# Query Electoral Database

This notebook shows how to query the SQLite database created by the pipeline and retrieve data as DataFrames for analysis.


## Setup


In [None]:
import sys
from pathlib import Path

# Add src to path
sys.path.insert(0, str(Path.cwd() / 'src'))

from analytics.clean_votes import CleanVotesOrchestrator
import pandas as pd
import geopandas as gpd
import matplotlib.pyplot as plt

%matplotlib inline


## 1. Initialize Orchestrator

The orchestrator provides easy access to the database.


In [None]:
# Initialize with default database path
orchestrator = CleanVotesOrchestrator()

print(f"Database: {orchestrator.db_path}")
print(f"Database exists: {orchestrator.db_path.exists()}")


## 2. List All Available Elections

See what's in the database.


In [None]:
# List all elections in database
elections = orchestrator.list_available_elections()

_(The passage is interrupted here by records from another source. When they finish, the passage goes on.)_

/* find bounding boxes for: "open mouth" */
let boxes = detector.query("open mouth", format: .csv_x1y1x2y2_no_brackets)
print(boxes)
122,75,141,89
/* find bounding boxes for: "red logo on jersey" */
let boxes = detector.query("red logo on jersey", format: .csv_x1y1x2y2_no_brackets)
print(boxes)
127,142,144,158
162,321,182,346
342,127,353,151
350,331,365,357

print(f"Total elections: {len(elections)}")
print(f"\nColumns: {elections.columns.tolist()}")
print(f"\nFirst 10 elections:")
elections.head(10)


In [None]:
# See unique elections (not by entidad)
unique_elections = elections['election_name'].unique()
print(f"Unique elections: {len(unique_elections)}")
for election in unique_elections:
    count = len(elections[elections['election_name'] == election])
    print(f"  {election}: {count} entidades")


## 3. Load Specific Election Data

Load data for a specific election and state.


In [None]:
# Load Presidential 2024 data for Aguascalientes (entidad_id=1)
df_ags = orchestrator.load_election_data(
    election_name='PRES_2024',
    entidad_id=1,
    as_geodataframe=False  # Load as regular DataFrame
)

print(f"Shape: {df_ags.shape}")
print(f"Columns: {df_ags.columns.tolist()[:10]}...")
df_ags.head()


## 4. Load with Geometry (GeoDataFrame)

Load data with geometry for spatial analysis and mapping.


In [None]:
# Load with geometry
gdf_ags = orchestrator.load_election_data(
    election_name='PRES_2024',
    entidad_id=1,
    as_geodataframe=True  # Load as GeoDataFrame
)

print(f"Type: {type(gdf_ags)}")
print(f"Has geometry: {'geometry' in gdf_ags.columns}")
print(f"CRS: {gdf_ags.crs if hasattr(gdf_ags, 'crs') else 'N/A'}")

# Quick map
gdf_ags.explore(column='MORENA_PCT', cmap='Reds', legend=True)


## 5. Query Multiple States

Load and compare multiple states.


In [None]:
# Load multiple states
states_to_compare = {
    1: 'Aguascalientes',
    9: 'CDMX',
    15: 'Estado de México',
    19: 'Nuevo León'
}

results = []

for entidad_id, name in states_to_compare.items():
    try:
        df = orchestrator.load_election_data('PRES_2024', entidad_id)
        results.append({
            'Entidad': name,
            'Sections': len(df),
            'Total Votes': df['TOTAL_VOTOS_SUM'].sum(),
            'MORENA %': df['MORENA_PCT'].mean(),
            'PAN %': df['PAN_PCT'].mean(),
            'PRI %': df['PRI_PCT'].mean()
        })
    except ValueError as e:
        print(f"No data for {name}: {e}")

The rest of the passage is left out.